Jiang Haozhe? Cheng Yongxin blickte überrascht auf, doch er hatte sich bereits an seinen Schreibtisch gesetzt und begann, den Berg von Dokumenten durchzublättern, ohne sie zu beachten.

„Hä? Kommt Xiao Zhe nicht mit?“, fragte Jiang Chenjun überrascht. „Warum essen wir nicht zusammen?“

„Nicht nötig, ich esse sowieso jeden Tag mit dir, was soll daran so besonders sein?“ Jiang Haozhe hob angewidert eine Augenbraue. „Außerdem gibt es heute so viel zu tun, irgendjemand muss es ja machen. Geht ihr zwei essen, kümmert euch nicht um mich.“

„Na gut… dann.“ Jiang Chenjun hakte nicht weiter nach. Er wandte sich an Cheng Yongxin und lächelte leicht: „Yongxin, lass uns gehen.“

„Okay …“ Cheng Yongxin nickte lächelnd, nahm ihren Mantel vom Kleiderbügel und zog ihn an. Als sie gehen wollte, drehte sie den Kopf und sah die Gestalt am Schreibtisch, die eifrig schrieb. Sie war ein wenig gerührt.

Dieser Mann war extra zurückgeblieben, um ihr die Gelegenheit zu geben, mit Bruder Jiang allein zu sein. Als er ihr also vorhin sagte, sie solle nicht aufgeben, wollte er sie eigentlich trösten und ermutigen…

Ein warmes Gefühl durchströmte ihr Herz.

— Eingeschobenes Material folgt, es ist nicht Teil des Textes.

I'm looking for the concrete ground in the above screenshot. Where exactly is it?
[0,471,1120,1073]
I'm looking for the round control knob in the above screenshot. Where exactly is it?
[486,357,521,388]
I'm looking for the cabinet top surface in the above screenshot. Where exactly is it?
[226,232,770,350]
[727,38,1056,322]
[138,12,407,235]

Zum ersten Mal in ihrem Leben empfand Cheng Yongxin den Jungen, den sie immer unsympathisch gefunden hatte, eigentlich als ziemlich gutaussehend.

„Jiang Haozhe, danke.“

Obwohl es nur wenige Worte waren, kamen sie von Herzen und waren ein aufrichtiger Ausdruck der Dankbarkeit.

Jiang Haozhe hob nicht einmal den Kopf, sondern winkte nur ungeduldig ab, als wollte er ihr sagen, sie solle verschwinden und ihn nicht bei der Arbeit stören. Doch nachdem die Tür ins Schloss gefallen war, hob er endlich den Kopf, der so lange in dem Stapel Dokumente verborgen gewesen war.

Was hätte er noch sagen sollen? Bei ihrem Anblick hätte wohl jeder aufgegeben. Sie liebte ihren älteren Bruder so sehr, von ganzem Herzen und voller Hingabe. Da er seine Gefühle nie ausdrücken konnte, wollte er wenigstens an ihrer Seite bleiben, sie beschützen und ihr glückliches Lächeln sehen. Ihr Glück würde ihm Zufriedenheit schenken.

Er war ein Narr, der leichtsinnig seine eigene Chance aufgab und die Person, die er liebte, in die Arme eines anderen trieb. Und war sie nicht auch eine Närrin in der Liebe?